Before they left, the rangers gave Daniel and Teddy a wad of receipts for the goods they'd bought, to be loaded on the new boat. The merchants' system was to convey bulk purchases to the docks by handcart, and would do so in the morning when presented with the papers. From dawn to dusk Commercial Row was full of carts pulled by cart boys who made up a special society of their own in the town. They lived in the orphans' “mansion” on James Street behind the crumbling elevated freeway. The late Dan Curry had set up the establishment, one of his few acts of civic generosity, because he had been an orphan himself, and had grown up sleeping in abandoned houses, and went for days without meals. At the mansion, the orphans ate as well as the merchants who employed them and slept in real beds.
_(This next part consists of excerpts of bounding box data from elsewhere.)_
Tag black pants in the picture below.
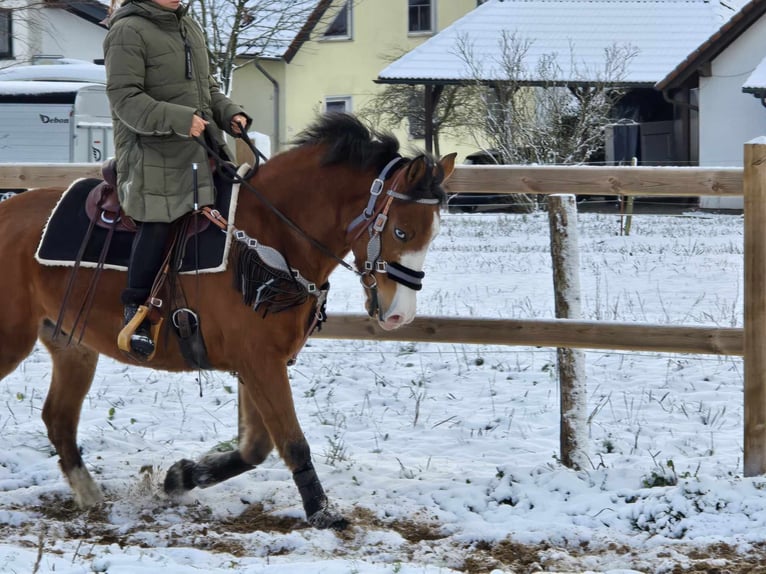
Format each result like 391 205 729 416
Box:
121 221 172 305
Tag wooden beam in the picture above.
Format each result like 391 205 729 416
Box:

Finally, Elam toasted the table, saying the journey down had been a fine one in good company—even including the antics of Dr. Lowell Spinner—and wished “the boys” a good trip home on their new boat. They were to look for a new landing on the river near Bullock's when they got home. Seth gave Daniel the .38-caliber revolver they had taken from Dr. Spinner's girl, saying he hoped there would be no reason to use it, but that having it would surely be a comfort. Elam kept Dr. Spinner's shotgun. Then the rangers drained their glasses and left the Oyster House.
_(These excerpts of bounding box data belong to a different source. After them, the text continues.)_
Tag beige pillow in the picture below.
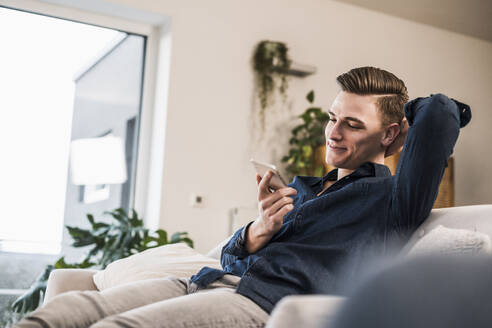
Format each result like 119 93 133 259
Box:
93 243 221 290
408 225 492 256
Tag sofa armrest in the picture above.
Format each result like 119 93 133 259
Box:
43 269 98 305
266 295 346 328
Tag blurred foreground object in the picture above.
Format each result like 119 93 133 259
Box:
325 256 492 328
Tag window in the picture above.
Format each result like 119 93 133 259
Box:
0 7 146 254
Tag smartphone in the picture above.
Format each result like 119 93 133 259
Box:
250 159 287 190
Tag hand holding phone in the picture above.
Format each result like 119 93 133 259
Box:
250 159 287 190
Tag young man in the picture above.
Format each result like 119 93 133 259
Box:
14 67 470 327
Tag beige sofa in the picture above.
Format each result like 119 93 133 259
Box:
45 205 492 328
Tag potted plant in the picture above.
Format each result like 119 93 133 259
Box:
282 90 330 178
253 40 292 128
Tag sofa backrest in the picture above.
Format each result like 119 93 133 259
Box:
401 204 492 254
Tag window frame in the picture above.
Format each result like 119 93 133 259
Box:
0 0 171 229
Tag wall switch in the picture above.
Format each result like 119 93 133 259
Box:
190 193 203 207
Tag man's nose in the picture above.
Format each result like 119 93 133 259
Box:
326 122 342 140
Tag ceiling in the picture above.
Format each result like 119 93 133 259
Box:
335 0 492 42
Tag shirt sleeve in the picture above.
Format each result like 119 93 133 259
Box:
391 94 471 233
220 221 254 268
“The boys” lingered out on the terrace. Later arrivals to the Oyster House seemed to prefer the glitter of the main barroom to the back garden, so there was no pressure to vacate their table. Daniel asked the waiter to bring any newspapers lying around and the boy came back with the latest edition of the
Kingston Pilot
. The news of doings in the rogue Foxfire Republic concerned one Trey Dansey, successor to the assassinated president Loving Morrow. Dansey was threatening to “capture and crucify” Milton Steptoe, president of New Africa. Armies of both breakaway nations had engaged in April in a series of battles between Corinth, Mississippi, and Florence, Alabama. The Foxfire government claimed the engagements amounted to a draw, but that raised the question: why was the fighting so close to the Tennessee border? The dispatch implied poor military leadership and low troop morale on the Foxfire side. There was no further news about the search for Loving Morrow's killer. Almost two years on, the incident seemed to have disappeared into the maw of history like a bawling animal of the wilderness sinking in quicksand out of earshot of God Almighty. In other news, the federal president Harvey Albright vowed to “rebuild the northern electric grid one county at time.” A murrain thought to be viral rinderpest was killing cattle in the St. Lawrence River valley. A spring nor'easter had drowned Providence, Rhode Island, and it took two weeks for the waters to recede. The scant international news mentioned the ongoing breakdown of China into many autonomous states, despotic fiefdoms, and contested dominions. A devastating drought parched the breakaway nation of New South Wales, formerly of Australia. And there was a short item about the lynching of the Argentine dictator Ricardo Scarpa, plus five of his ministers, leaving the resource-rich country in a state of anarchy. Daniel read all the stories out loud to Teddy while they nursed their beers and enjoyed their leisure.